During the first week in October it was my privilege to spend four (4) hours with my nurse manager/supervisor in the pediatric ward of the hospital I work. The four hours were spent one day during 2 o’clock in the afternoon to 6.p.m. Mrs. V.P is an advance nurse specialized in pediatrics and happens to be nurse manager for the pediatric unit in that hospital. The unit comprises of pediatrics medical, pediatric surgical and a separate unit where children with infected diseases are isolated during the active course of the disease.
The daily census for these three units amounts to an average of 10 children each. Staffing is through one registered nurse (RN) per unit for each shift; two, Licensed Registered Nurses (LPNs); two Certified Nursing Assistants (CNAs) and one patient care technician (PCT). Mrs.V.P was promoted area supervisor pediatric unit of this hospital after completing training specializing in pediatrics five years ago. Prior to this promotion she gave exemplary services as associate pediatric area supervisor for three years in the hospital she now serves as unit/areas manager.
With regards to management styles observed there were many elements in Mrs. V.P. character worthy of emulation. In my opinion she is neither totally authoritarian nor democratic, but wisely blends the two in achieving cooperation from her staff. There are two types of authoritative management styles practiced in the modern world currently. One is exploitative whereby managers use threats to achieve goals the other is benevolent in which motivation to function according to rules is based on punishment and rewards system (Modaff, Butler & DeWine, 2008).
When practicing democratic management a supervisor/ manager is open encouraging employees’ participation in decision-making process. There is no single decision making by administration and employees compelled to follow (Minier, 2001). Mrs. V.K’s astute management blending autocratic with democratic was demonstrated when an incident occurred on the surgical pediatric unit. She was notified via the telephone. The doctor reporting the indecent tried making the registered nurse on duty responsible for incorrect medication recording and administration.
She used authority to defend the rights of her staff by reiterating the protocol though which such complaints must be addressed.
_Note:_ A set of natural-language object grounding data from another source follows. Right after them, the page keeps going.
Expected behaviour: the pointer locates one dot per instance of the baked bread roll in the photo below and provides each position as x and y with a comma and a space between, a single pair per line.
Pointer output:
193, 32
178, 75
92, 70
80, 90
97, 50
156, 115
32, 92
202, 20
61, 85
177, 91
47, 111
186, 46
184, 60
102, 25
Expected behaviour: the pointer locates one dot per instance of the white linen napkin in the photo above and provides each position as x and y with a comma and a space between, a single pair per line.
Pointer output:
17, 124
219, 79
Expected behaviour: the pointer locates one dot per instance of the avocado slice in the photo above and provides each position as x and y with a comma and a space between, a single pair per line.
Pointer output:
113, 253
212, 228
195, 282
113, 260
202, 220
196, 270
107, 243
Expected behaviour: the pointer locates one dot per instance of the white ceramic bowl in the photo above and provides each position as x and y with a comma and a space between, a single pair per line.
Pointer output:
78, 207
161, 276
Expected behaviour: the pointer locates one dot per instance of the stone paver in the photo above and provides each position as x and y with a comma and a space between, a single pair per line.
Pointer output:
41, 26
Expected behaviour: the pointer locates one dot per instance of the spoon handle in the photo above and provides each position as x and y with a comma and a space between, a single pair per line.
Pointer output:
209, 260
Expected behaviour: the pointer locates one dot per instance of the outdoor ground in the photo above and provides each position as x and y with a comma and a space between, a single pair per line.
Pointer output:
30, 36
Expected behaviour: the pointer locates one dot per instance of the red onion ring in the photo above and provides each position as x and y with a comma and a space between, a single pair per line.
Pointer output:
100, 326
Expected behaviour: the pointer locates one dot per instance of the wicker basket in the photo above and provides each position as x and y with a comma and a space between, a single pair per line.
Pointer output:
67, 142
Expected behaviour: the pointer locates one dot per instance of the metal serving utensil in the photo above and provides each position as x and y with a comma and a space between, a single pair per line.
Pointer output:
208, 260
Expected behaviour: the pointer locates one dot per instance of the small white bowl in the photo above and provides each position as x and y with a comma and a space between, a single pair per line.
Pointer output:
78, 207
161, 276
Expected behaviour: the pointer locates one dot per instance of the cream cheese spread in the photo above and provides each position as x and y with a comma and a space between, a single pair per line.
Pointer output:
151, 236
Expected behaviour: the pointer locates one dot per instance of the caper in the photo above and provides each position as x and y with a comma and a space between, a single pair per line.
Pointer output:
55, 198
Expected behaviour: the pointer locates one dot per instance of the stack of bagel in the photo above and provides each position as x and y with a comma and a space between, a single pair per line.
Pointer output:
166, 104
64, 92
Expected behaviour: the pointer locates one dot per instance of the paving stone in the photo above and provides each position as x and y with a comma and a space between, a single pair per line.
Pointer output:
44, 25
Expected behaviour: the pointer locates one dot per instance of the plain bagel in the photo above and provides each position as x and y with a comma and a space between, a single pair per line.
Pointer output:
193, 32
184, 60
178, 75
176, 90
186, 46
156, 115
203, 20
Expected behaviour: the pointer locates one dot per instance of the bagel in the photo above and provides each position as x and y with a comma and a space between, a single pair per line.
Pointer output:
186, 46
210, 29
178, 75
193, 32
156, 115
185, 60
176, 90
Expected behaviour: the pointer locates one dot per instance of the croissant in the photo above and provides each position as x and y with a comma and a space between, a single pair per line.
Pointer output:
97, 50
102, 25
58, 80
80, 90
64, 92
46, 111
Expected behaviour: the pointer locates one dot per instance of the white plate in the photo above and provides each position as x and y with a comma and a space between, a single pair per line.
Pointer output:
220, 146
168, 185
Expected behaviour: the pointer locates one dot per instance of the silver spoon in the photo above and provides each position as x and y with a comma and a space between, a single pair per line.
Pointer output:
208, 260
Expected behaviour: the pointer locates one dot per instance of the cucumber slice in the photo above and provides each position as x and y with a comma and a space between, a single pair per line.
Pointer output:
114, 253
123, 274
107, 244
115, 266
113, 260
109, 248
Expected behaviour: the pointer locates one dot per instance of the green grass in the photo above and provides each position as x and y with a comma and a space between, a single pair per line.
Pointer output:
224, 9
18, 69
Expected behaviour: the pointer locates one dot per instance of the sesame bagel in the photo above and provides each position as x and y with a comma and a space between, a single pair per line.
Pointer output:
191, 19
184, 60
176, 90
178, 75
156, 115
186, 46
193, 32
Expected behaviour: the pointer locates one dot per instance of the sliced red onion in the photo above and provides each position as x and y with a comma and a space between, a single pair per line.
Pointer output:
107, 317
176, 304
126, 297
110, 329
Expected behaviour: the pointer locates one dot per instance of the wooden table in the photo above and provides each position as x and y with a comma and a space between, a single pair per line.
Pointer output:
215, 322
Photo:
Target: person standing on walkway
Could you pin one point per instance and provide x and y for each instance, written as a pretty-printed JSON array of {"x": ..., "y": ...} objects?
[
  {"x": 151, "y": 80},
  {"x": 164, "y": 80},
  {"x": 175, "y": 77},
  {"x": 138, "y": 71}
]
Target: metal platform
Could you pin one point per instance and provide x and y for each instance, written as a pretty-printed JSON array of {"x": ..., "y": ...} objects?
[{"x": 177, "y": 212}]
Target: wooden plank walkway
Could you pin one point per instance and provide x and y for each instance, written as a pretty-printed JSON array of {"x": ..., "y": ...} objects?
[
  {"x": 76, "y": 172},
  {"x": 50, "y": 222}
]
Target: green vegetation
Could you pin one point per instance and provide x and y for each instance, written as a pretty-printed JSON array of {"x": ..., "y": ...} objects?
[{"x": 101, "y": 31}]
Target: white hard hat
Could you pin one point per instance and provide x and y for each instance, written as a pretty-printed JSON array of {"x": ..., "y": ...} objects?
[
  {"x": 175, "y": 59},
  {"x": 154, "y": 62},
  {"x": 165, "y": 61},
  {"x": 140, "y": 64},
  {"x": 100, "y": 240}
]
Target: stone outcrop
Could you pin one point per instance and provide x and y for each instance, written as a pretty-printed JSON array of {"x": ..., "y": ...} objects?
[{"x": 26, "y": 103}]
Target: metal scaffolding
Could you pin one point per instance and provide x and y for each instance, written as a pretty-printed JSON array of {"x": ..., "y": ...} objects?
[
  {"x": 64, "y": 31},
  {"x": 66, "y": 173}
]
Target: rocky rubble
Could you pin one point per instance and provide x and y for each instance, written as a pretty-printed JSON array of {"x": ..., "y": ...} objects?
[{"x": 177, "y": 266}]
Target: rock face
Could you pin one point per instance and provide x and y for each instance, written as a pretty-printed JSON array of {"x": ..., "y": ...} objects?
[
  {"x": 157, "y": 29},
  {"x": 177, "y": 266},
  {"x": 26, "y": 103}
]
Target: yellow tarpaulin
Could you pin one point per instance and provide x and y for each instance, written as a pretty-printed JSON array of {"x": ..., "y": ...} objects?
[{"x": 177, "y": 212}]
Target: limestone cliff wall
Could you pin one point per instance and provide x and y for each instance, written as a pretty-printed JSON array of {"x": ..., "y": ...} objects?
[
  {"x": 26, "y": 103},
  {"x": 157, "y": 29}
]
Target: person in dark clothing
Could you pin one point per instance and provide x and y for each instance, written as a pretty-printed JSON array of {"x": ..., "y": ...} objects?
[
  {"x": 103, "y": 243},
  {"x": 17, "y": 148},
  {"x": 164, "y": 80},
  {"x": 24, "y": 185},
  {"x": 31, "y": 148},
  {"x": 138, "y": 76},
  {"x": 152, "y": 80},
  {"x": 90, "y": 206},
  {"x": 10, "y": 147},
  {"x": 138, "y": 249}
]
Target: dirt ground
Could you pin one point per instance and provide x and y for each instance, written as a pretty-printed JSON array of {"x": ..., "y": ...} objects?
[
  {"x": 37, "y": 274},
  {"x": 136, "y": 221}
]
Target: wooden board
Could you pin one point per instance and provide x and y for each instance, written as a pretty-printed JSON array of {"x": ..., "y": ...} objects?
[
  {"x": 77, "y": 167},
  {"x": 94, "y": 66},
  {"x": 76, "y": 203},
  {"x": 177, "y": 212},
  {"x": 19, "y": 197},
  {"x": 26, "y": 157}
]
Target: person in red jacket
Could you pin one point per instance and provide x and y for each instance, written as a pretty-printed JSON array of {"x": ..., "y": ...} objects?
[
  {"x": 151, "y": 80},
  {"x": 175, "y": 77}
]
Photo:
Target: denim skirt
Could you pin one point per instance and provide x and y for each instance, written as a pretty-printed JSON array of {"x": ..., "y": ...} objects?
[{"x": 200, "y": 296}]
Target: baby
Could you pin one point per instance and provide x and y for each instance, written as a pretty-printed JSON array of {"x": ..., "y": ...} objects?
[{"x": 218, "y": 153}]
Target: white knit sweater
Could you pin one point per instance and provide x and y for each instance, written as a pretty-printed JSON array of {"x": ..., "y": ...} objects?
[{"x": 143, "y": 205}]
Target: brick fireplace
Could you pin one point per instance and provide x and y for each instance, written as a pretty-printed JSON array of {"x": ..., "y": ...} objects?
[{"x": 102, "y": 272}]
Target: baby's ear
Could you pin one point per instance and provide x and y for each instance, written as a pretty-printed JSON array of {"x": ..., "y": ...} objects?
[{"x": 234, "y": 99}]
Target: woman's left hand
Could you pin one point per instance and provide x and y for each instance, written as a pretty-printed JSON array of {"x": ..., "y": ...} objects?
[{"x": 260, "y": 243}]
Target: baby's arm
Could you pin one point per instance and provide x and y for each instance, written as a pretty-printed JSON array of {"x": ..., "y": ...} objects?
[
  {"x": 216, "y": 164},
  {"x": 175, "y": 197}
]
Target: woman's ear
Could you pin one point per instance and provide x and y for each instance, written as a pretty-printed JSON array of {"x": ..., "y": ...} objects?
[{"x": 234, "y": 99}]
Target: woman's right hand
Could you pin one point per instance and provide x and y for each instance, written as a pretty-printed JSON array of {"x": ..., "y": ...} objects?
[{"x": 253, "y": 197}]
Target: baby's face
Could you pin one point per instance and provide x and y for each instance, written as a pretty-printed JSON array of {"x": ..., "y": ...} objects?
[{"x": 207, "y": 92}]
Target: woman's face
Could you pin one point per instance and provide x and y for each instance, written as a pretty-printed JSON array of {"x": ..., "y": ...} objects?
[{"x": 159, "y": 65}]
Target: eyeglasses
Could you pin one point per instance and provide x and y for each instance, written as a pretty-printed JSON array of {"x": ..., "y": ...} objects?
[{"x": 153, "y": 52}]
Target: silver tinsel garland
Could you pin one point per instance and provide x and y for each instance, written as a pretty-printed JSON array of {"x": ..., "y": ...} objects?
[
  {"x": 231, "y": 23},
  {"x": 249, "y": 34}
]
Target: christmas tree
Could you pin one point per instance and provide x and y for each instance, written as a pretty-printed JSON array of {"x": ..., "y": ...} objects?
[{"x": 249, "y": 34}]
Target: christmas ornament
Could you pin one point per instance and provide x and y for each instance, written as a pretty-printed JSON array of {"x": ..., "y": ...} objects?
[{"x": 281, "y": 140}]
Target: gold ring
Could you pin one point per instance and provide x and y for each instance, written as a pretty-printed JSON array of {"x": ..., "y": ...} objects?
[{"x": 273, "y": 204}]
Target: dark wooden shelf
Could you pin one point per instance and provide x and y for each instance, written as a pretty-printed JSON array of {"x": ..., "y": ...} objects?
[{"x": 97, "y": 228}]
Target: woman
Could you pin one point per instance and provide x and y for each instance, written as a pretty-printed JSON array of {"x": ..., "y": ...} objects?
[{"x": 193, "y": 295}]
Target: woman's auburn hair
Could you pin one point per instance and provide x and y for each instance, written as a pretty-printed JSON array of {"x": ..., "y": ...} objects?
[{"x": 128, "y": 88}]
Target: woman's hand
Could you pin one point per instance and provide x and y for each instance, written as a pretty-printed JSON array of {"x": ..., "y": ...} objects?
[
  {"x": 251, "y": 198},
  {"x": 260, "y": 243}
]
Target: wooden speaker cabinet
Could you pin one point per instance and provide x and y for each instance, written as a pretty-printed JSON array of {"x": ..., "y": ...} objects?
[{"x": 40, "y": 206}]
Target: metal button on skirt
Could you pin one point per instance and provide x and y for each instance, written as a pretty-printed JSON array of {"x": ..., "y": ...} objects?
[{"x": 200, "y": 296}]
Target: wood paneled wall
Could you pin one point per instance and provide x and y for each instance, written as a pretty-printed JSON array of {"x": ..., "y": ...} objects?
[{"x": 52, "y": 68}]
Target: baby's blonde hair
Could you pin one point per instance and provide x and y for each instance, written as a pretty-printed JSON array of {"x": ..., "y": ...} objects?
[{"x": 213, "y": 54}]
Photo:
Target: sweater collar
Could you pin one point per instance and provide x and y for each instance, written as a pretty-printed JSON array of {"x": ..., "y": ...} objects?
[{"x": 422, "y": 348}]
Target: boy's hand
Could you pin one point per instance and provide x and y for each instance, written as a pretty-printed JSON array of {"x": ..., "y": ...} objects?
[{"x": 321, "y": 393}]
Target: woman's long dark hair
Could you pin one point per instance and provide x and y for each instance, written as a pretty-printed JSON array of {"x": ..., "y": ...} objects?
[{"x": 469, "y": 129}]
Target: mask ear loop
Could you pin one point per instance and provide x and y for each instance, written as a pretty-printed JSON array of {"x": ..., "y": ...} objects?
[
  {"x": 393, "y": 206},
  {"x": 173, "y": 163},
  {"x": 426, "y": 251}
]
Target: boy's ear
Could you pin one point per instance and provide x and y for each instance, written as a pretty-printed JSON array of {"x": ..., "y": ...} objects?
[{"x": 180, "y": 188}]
Then asked that evidence supportive of all accusations pertaining to the incident be brought to her office. Almost immediately both doctor and registered nurse were engaged in a meeting with her for about an hour (Terry, 2003).
No decisions were made regarding who was to be blame. Her approach was that it is not a blaming game, but rather a question of patient safety for which every member of the health care team is accountable even she as a manager. Therefore, the resolution entailed tendering an incident report, which will be investigated for possible future system adjustments (Choi, (2007). In my opinion that was a magnificent resolution to the incident, incorporating authority with democracy.
The management process which was observed seemed in alignment with organizational goals and projected patient outcomes. Much of the data retrieved pertaining to planning; organizing, staffing, directing and controlling were obtained from interviewing Mrs. V.P.
Planning was undertaken through daily allocation of duties based on staffing requirements. Weekly meetings were held with unit heads/registered nurses to verify staffing needs and plan, who will head each shift along with supporting LPNs, CNAs and PCTs. Off duties are requested and discussed with staff in endorsing their agreement with the assigned shifts and days off.
Organizing clinical areas to ensure that pediatric patients’ safety during hospitalizations was mandatory. Children are very active and could fall or enter into difficult circumstances if left unsupervised. Even though many of them are hospitalized only the very weak ones tend to remain in bed all the time. Therefore, organizing for safety is essential in all the units. Doors are not locked, but a security in placed on each floor and doors have alarms in case a child tries to get out. The alarms have a central focus alert system.
Staffing is very important since children require more supervision than adults. With an average census of 10 children per unit/ floor the staffing distribution per shift seems adequate. Very serious cases are transferred to the intensive care unit.
Directing is from behind and not authoritatively announcing who is in charge. Every nurse/ health care provider is in charge of the duties required to perform on that particular shift. Mrs. V. P. explained that she visits the units once per shift and leaves supportive management to registered nurses who report to her at eh end of the day.
Controlling seems not to be a part of Mrs. V.P character. This does not mean that she is fare laissez-faire allowing anything to happen on the units, but she gives opportunities all senior staff/ registered nurses opportunities to take control of events on their shift and report any discrepancies.
Choi, S. (2007). Democratic Leadership: The Lessons of Exemplary Models for Democratic Governance. The International Journal of Leaderships Studies. 2( 3), 243-262
Minier, J. (2001). Is democracy a normal good? Evidence from democratic movements. Southern Economic Journal, 67(4), 996-1008.
Modaff, D. Butler, J., & DeWine, S. (2008). Organizational Communication: Foundations, Challenges, and Misunderstandings (3rd ed) Glenview: Pearson Education
Terry, L. (2003). Leadership of public bureaucracies: The administrator as conservator (2nd ed.). Armonk, NY: M. E. Sharpe.